Giuseppe Prezzolini, “eretico dello spirito italiano” (così lo definì in un libro-testimonianza Anacleto Verrecchia , che per spirito di libertà non è un biografo, né un recensore, ma un testimone critico), nudo di straccetti accademici in patria, esule volontario negli Stati Uniti e professore alla Columbia University, pubblicò a New York nel 1948 The Legacy of Italy, che è un’interpretazione dello spirito italiano molto più efficace e densa di tanti ponderosi trattati di storia. L’editore Rusconi ne stampò a più riprese la traduzione con titolo L’Italia finisce, che è una provocazione, perché, anche se non lo dichiara, Prezzolini, come un innamorato respinto ma pervicace, intensamente spera che “L’Italia incominci”, nonostante le verità amare esposte con spirito scettico e distaccato.
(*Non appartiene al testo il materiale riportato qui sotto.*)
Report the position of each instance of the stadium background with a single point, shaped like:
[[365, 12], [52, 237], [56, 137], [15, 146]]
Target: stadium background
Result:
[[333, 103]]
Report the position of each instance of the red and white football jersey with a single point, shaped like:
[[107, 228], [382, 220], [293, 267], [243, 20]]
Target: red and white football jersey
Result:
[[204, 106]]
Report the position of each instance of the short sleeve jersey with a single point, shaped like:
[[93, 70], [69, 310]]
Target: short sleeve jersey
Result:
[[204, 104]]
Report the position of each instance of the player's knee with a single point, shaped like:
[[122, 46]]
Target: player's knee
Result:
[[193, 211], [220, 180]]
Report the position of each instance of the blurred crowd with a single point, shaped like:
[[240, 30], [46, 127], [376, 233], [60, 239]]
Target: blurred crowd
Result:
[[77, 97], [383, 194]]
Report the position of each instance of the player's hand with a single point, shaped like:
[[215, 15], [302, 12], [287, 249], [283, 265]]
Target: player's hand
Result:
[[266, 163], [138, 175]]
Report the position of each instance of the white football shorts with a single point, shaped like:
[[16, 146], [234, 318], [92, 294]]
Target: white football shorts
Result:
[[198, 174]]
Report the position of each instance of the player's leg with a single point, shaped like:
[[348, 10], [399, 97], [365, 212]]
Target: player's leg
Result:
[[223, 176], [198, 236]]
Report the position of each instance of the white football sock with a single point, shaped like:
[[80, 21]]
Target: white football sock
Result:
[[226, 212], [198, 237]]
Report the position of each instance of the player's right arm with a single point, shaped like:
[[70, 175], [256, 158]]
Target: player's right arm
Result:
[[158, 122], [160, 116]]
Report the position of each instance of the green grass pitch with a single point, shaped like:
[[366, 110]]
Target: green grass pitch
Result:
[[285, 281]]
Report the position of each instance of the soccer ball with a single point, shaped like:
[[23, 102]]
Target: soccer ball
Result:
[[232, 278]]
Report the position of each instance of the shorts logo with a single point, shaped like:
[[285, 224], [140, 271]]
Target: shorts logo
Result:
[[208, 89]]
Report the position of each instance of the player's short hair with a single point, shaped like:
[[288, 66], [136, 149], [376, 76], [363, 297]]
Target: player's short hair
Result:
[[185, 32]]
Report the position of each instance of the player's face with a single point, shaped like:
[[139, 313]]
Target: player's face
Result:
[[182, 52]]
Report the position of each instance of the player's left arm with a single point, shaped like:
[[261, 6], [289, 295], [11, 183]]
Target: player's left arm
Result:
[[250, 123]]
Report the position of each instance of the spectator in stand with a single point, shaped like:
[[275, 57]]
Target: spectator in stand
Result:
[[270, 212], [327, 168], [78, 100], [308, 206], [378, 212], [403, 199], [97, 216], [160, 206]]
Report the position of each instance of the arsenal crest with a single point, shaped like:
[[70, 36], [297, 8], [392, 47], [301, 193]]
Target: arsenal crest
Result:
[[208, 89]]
Certo che i flash dell’ambasciatore di italianità Prezzolini devono aver lasciato negli americani un’impressione dello spirito degli italiani nella storia più precisa e veritiera di quello che pensano gli italiani di se stessi, che poco si conoscono. Lo stesso deve essere accaduto in Austria con l’ambasciatore di italianità Anacleto Verrecchia, che per “affinità elettive” e vicende umane ha percorso un cammino parallelo.

Le tessere che compongono il libro sono perle, che insieme, fanno una preziosa collana.

Una è dedicata alla Commedia dell’arte: l’estro improvvisatore degli Italiani e chiude con una constatazione, storicamente ineccepibile: “Le semplici spontanee commedie del Goldoni, le tragedie austere e commoventi dell’Alfieri e il rombo della Rivoluzione Francese arrivarono a tempo opportuno e riuscirono a segnare la fine della Commedia dell’arte”.

Prezzolini, morto centenario nel 1982, non poteva immaginare che la Commedia dell’Arte sarebbe riemersa dalle ceneri in spettacoli televisivi come Zelig e sue imitazioni, che hanno mandato in pensione Shakespeare e Pirandello. Lo spirito di un popolo di guitti come l’italiano è indistruttibile e inossidabile, purché non si pretenda di servirgli menù troppo raffinati. Alla fine e in barba alle diete, preferisce ancora fagioli e bistecche toscane.